When you launch your company, and even as your business goes on, you will need to be continually concerned with funding your business. Financing issues start with the start-up costs and then proceed with market growth and the production of new products. When you're looking for outside funding, your business plan is one of the first things the investor needs to see, according to which they will take the decision of investment.
Private creditors, banks, or any other lending entity may want to see how you plan to run your business, what your estimates of expenditure and revenue are, and whether or not your expectations for the future are realistic with the company you built. A well-written and detailed business plan will address all of that.
Achieving the set goal
A business plan contains all the product knowledge, manpower, and financial forecasts, and future plans which will help you in achieving your desired business goal.

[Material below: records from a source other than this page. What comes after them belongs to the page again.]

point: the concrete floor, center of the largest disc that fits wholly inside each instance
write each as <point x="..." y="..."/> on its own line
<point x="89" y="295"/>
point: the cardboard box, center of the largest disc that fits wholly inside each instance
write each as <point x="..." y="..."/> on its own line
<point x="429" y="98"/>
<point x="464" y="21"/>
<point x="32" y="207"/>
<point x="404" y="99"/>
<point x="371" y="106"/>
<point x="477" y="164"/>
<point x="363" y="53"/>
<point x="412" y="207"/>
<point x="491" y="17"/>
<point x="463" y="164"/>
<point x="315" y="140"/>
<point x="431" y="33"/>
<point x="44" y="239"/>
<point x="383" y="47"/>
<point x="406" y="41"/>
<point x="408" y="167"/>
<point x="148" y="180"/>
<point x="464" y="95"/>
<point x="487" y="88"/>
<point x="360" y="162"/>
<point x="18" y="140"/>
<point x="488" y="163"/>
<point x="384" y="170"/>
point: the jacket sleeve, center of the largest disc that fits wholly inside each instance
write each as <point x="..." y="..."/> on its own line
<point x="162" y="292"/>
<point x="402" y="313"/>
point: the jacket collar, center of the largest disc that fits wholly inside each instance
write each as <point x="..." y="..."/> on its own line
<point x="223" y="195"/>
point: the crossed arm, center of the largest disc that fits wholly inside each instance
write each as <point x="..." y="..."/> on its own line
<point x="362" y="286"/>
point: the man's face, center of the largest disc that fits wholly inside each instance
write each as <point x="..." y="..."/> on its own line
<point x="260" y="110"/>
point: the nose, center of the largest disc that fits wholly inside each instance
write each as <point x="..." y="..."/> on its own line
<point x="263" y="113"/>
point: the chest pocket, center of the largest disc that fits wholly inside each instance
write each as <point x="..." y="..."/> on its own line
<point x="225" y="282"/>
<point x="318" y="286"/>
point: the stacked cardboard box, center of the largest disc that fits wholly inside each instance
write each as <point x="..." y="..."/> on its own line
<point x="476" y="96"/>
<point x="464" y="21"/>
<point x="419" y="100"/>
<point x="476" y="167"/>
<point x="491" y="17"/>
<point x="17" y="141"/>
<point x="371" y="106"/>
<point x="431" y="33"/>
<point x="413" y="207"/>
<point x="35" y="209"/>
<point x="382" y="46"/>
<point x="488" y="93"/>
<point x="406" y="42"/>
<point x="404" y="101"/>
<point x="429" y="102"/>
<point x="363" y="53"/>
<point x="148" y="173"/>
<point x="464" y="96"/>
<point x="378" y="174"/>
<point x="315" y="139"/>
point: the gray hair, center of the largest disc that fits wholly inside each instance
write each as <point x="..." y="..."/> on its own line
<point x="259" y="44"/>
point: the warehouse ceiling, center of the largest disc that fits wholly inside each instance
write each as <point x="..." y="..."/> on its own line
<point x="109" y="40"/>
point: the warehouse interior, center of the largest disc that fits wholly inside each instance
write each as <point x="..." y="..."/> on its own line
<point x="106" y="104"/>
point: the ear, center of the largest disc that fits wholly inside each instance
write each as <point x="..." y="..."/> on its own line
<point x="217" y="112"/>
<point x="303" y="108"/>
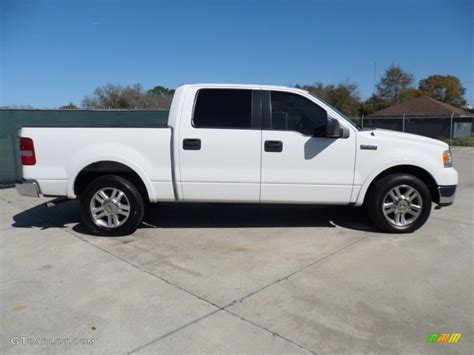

When we need a business plan:
i. For start-up business
ii. For any existing business projects
iii. For making joint ventures
A Business plan must contain the following elements:
1. Executive summary
Under this section describes the organization and provides the statement of purpose along with any detail on the management, staff, activities, and location of the organization.
2. Product and services
Here, the company will detail the goods and services it will be provided, including pricing, product lifespan, and customer benefits. Many considerations that may go into this segment include processes of production and manufacturing, any patents that the business may have, and patented technologies. Any research and development (R&D) details can be included here too.
3. Market Analysis
A company needs the business as well as its target audience to get a good handle. We will explain the competition, and how it and its strengths and weaknesses are factors in the industry.
4. Marketing strategy
This field explains how the business can retain and sustain its client base and how it intends to reach the customer. That means a clear channel of distribution has to be outlined.
5. Financial Planning
The company includes financial planning to attract the party reading the business plan. For already developed companies, annual statements, balance sheets, and other financial details may be included. Modern ventures should have goals for the company's first five years and any future investors.